後輩の投稿に「いいね」を押して、アプリを閉じた。閉じたのに、頭のなかでは比較が続いている。指は止められても、勝手に始まった計算は止まらない。あの感覚に名前があるとしたら、たぶん「社会的比較」だ。

人と比べてしまう自分を、意志が弱いせいだと片づけたくなる。でも研究を読むと、どうもそういう作りになっていない。比較は「やめられる行為」ではなく「起きてしまう傾向」として測られてきた。

人は、脅かされていなくても「上」を選ぶ

社会的比較の研究は1950年代の理論を起点に60年以上積み上がっている。その全体をならしたのが、Gerber、Wheeler、Suls による2018年のメタ分析だ(Psychological Bulletin 144巻2号177-197頁)。彼らは研究を2種類に分けている。誰と比べるかを選ぶ研究(選択)と、比べたあと何が起きるかを見る研究(反応)だ。

選択のほうから。上と下の2択を提示した研究では、脅威のない条件で上方比較——自分より優れている相手を選ぶ傾向——が強く出た。この結果には出版バイアスの証拠がなかった。しかも脅威を与えられた条件でさえ、「下方比較が優勢な選択になる」という証拠は得られていない。自分より下を見て安心する、という筋書きは、このデータの並びでは支持されていない。

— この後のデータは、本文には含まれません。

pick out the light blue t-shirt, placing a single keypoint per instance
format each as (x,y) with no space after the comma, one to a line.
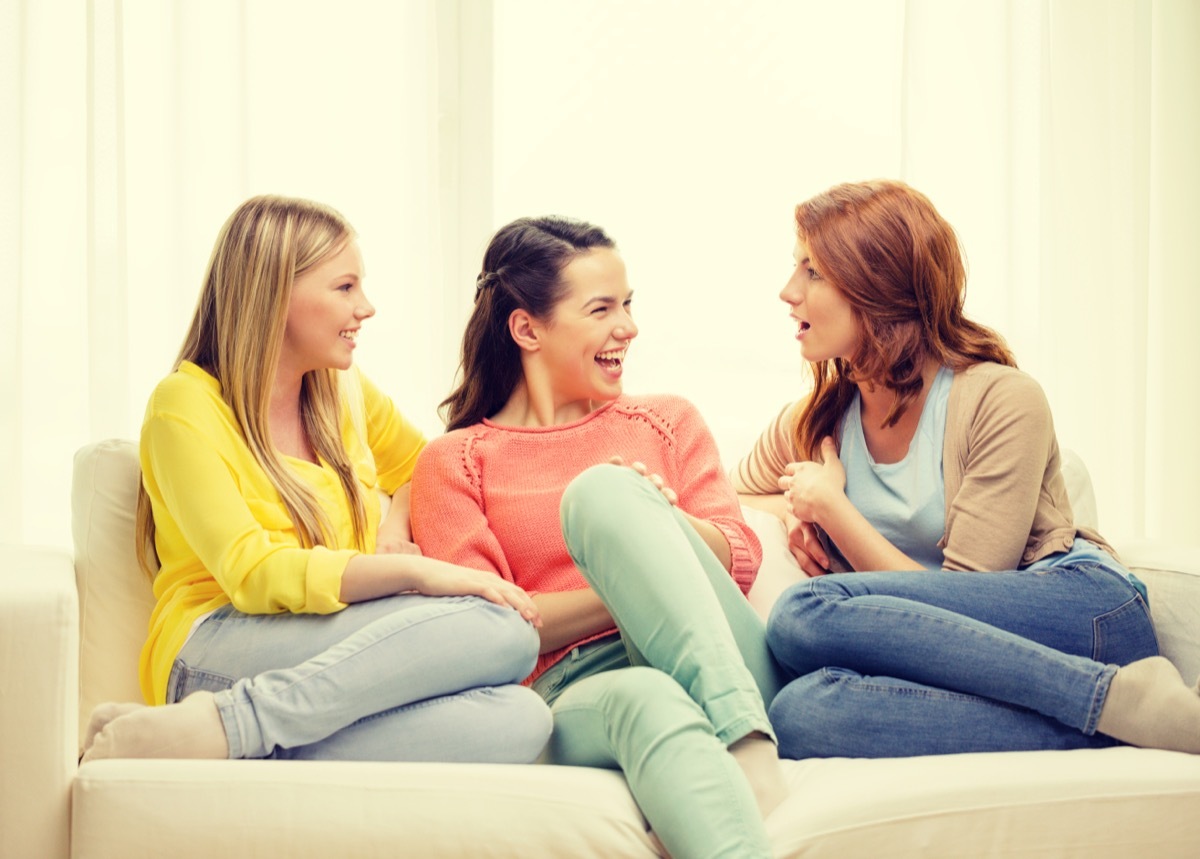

ただし横並びの相手という第三の選択肢を加えると、選好の差ははっきりしなくなる。

比べたあとに起きるのは、たいてい「対比」

反応のほうは、もっと身も蓋もない。

このメタ分析では、対比(コントラスト)が圧倒的に優勢な反応だった。対比とは、相手との差が際立って自己評価が押し下げられる方向の反応を指す。とくに強く影響を受けたのは能力に関する自己評価で、参加者の立ち位置を操作した比較の効果推定値は能力で-0.75〜-0.65、感情で-0.83〜-0.65。目新しい個人属性を扱った比較でも、能力で-0.5〜-0.6、感情で-0.6〜-0.7の範囲だった。

反対の反応、つまり相手の優秀さを自分に取り込んで奮い立つ「同化」も、起きないわけではない。ただしメタ分析では、類似性を意識させる操作による同化効果は非常に弱く、出版バイアスの推定方法によって結果が揺れた。

そして統制群を置いた研究では、上方ターゲットへの反応も下方ターゲットへの反応も、大きさは同程度で、どちらも対比的だった。

著者ら自身が論文の最後に、未解決の問いとしてこう置いている——もっとも起こりやすい結果が自分を萎ませる対比なのに、なぜ人は上を選ぶのか。60年分を集めてもまだ、そこは説明しきれていない。

この一文を読んだとき、少し肩の力が抜けた。研究者ですら答えを持っていない選び方を、自分の性格の欠陥として引き受けなくてもいいのかもしれない。

社会的比較の研究が示すもの——選択は「上」に偏り、反応は「対比」に偏る

SNSの上方比較は、何と、どのくらい結びついているか

では、タイムラインの上での比較はどうか。

Lei、Hu、Sun、Zheng は2026年、オンライン上での上方社会的比較と心理的不適応の関連をメタ分析している(Frontiers in Psychology)。54の独立サンプルから94の効果量を集め、合計36,583人分のデータを3水準ランダム効果モデルで統合したものだ。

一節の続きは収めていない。